The rediscounting facility has two categories namely, Peso Rediscount Facility and Exporters Dollar and Yen Rediscount Facility (EDYRF). The Peso Rediscount Facility interest rates are based on the latest avialable BSP overnight lending rate plus the applicable term premia per Circular No. 964 dated 27 June 2017. The EDYRF interest rates are based on the 90-day London Inter-Bank Offered Rate for the last working day of the immediately preceding month plus 200 basis points plus the applicable term premia for loan maturities exceeding 90 days pursuant to Circular No. 807 dated 15 August 2013.

5. Reserve requirements

Reserve requirements refer to the percentage of bank deposits and deposit substitute liabilities that banks must set aside in deposits with the BSP which they cannot lend out, or where available through reserve-eligible government securities. Changes in reserve requirements have a significant effect on money supply in the banking system, making them a powerful means of liquidity management by the BSP.

Reserve requirements are imposed on the peso liabilities of universal/commercial banks (UBs/KBs), thrift banks (TBs), rural banks (RBs) and cooperative banks (Coop Banks), and non-bank financial institutions with quasi-banking functions (NBQBs). Reservable liabilities include demand, savings, time deposit and deposit substitutes (including long-term non-negotiable tax-exempt certificates of time deposit or LTNCTDs)
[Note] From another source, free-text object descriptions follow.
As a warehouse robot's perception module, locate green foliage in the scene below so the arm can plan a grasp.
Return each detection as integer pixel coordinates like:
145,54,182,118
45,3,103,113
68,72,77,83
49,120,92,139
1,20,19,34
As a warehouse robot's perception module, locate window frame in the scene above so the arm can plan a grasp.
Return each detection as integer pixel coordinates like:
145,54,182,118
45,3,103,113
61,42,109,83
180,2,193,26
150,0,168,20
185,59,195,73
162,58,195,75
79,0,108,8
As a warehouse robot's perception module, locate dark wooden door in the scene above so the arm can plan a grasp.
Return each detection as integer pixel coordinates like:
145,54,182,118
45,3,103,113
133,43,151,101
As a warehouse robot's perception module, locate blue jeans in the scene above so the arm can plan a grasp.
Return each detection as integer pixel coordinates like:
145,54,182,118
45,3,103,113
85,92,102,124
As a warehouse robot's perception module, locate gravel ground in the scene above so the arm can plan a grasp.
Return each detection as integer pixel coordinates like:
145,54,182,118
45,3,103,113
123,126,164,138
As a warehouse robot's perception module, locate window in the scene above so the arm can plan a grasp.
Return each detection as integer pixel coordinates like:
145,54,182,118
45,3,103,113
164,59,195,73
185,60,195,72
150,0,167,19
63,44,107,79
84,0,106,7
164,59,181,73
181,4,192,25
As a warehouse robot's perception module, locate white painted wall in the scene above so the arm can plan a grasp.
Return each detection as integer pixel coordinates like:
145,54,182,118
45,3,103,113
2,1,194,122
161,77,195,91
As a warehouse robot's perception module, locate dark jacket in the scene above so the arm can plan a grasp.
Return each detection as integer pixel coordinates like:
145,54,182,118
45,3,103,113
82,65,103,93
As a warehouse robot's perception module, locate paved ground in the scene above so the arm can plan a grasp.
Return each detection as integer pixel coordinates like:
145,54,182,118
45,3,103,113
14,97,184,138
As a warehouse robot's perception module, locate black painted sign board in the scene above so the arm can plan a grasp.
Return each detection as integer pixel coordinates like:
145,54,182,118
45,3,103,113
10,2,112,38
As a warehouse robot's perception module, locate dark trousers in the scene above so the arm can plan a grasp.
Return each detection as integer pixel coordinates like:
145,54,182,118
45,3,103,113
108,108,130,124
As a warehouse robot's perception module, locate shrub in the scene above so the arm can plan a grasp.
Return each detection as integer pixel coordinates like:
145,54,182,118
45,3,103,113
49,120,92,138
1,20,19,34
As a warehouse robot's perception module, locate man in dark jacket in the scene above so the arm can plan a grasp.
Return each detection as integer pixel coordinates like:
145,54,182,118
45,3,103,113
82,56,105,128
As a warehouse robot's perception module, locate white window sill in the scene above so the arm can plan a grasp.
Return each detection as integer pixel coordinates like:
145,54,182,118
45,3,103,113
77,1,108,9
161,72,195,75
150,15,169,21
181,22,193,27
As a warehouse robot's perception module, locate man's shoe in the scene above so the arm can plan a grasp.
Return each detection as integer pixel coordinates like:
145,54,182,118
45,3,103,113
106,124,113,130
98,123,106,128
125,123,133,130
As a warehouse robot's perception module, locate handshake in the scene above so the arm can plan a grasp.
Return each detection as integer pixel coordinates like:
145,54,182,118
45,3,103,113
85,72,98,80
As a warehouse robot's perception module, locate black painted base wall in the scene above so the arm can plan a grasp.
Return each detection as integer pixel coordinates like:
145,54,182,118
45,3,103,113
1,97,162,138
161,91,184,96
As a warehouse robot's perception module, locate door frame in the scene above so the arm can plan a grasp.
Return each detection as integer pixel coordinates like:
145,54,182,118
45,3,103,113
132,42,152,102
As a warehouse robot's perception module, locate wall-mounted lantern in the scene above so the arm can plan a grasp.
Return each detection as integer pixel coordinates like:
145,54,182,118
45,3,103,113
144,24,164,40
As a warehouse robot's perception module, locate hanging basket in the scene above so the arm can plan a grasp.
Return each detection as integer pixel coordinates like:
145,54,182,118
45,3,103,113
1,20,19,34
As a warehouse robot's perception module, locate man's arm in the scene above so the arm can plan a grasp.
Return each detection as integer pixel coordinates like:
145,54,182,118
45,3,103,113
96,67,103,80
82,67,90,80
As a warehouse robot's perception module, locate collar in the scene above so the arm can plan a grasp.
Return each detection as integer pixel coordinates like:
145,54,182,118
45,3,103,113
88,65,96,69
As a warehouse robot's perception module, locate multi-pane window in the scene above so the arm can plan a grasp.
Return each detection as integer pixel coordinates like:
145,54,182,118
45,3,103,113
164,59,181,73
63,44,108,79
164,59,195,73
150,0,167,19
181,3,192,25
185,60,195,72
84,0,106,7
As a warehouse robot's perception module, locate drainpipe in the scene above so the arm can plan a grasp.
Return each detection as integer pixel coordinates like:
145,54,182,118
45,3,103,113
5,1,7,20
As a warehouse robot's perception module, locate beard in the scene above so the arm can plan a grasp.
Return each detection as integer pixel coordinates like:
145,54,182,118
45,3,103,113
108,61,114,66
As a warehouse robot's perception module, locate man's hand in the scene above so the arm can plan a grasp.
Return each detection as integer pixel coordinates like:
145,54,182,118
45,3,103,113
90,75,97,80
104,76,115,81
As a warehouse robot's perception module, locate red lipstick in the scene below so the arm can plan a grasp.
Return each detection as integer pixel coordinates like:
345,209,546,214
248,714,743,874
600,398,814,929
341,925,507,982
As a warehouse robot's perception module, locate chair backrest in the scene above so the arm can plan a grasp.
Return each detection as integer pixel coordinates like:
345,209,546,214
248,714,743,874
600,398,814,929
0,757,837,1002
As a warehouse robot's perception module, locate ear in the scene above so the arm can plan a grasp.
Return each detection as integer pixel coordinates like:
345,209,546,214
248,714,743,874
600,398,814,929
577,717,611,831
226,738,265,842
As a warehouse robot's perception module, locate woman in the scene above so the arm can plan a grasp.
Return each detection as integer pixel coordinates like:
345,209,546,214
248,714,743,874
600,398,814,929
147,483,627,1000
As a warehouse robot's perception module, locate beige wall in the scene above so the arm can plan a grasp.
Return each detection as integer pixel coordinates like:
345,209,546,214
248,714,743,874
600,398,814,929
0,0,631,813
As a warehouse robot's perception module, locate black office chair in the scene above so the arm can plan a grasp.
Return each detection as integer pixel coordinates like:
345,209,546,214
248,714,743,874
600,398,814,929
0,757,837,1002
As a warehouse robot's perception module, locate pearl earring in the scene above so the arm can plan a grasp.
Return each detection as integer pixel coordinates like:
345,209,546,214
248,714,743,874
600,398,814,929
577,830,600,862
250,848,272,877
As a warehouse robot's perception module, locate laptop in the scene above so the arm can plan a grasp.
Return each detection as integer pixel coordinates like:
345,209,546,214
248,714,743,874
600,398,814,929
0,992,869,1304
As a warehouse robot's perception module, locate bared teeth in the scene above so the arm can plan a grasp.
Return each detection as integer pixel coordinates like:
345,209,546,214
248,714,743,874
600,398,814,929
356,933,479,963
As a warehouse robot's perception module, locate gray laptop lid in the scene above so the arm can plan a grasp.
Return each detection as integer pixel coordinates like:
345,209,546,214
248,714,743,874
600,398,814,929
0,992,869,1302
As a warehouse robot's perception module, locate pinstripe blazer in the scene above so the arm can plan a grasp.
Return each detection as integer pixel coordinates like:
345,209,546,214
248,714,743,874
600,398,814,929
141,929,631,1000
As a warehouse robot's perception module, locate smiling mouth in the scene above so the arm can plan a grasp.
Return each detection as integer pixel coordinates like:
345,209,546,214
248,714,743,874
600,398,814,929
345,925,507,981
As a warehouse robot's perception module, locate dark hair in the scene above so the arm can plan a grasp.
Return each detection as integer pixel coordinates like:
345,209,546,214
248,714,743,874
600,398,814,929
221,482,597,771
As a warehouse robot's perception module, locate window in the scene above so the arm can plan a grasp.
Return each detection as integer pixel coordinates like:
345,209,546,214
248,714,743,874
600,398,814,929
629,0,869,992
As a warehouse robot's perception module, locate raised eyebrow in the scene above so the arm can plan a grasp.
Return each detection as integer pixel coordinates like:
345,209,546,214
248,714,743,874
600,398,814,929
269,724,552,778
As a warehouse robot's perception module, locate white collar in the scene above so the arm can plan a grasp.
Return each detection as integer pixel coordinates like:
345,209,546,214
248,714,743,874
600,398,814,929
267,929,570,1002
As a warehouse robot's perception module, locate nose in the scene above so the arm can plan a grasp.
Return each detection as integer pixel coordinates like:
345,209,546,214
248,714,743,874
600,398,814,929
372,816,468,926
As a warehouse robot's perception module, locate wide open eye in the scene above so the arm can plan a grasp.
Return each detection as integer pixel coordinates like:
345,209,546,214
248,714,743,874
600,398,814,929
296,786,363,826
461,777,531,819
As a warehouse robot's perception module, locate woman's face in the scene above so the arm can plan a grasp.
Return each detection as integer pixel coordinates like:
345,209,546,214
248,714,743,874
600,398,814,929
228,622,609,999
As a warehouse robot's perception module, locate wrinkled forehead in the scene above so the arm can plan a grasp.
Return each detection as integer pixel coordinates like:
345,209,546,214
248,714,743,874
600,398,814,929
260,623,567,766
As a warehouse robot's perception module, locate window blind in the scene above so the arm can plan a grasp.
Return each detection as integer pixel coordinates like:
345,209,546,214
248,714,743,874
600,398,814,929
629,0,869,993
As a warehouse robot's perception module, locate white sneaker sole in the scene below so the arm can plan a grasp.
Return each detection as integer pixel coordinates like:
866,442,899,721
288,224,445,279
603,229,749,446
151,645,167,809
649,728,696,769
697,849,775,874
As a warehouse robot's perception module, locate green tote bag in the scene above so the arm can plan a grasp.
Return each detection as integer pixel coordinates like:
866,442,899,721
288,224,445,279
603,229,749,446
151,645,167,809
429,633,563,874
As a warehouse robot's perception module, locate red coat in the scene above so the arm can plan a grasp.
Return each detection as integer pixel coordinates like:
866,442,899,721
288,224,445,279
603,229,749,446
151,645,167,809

The existing reserve requirement ratios vary across bank types and liabilities. The current headline reserve requirement ratio of 20 percent is imposed on certain liabilities of UBs/KBs and NBQBs. Previously, the eligible forms of compliance to the reserve requirements included banks' deposits in their demand deposit account (DDA) with the BSP, reserve-eligible government securities, and vault cash. Effective on the reserve week beginning on 6 April 2012, the BSP excluded vault cash (for banks) and demand deposits (NBQBs) as eligible forms of reserve requirement compliance. 4 At the same time, the BSP unified the existing statutory reserve requirement and liquidity reserve requirement into a single set of reserve requirement as well as discontinued the renumeration of the unified reserve requirements.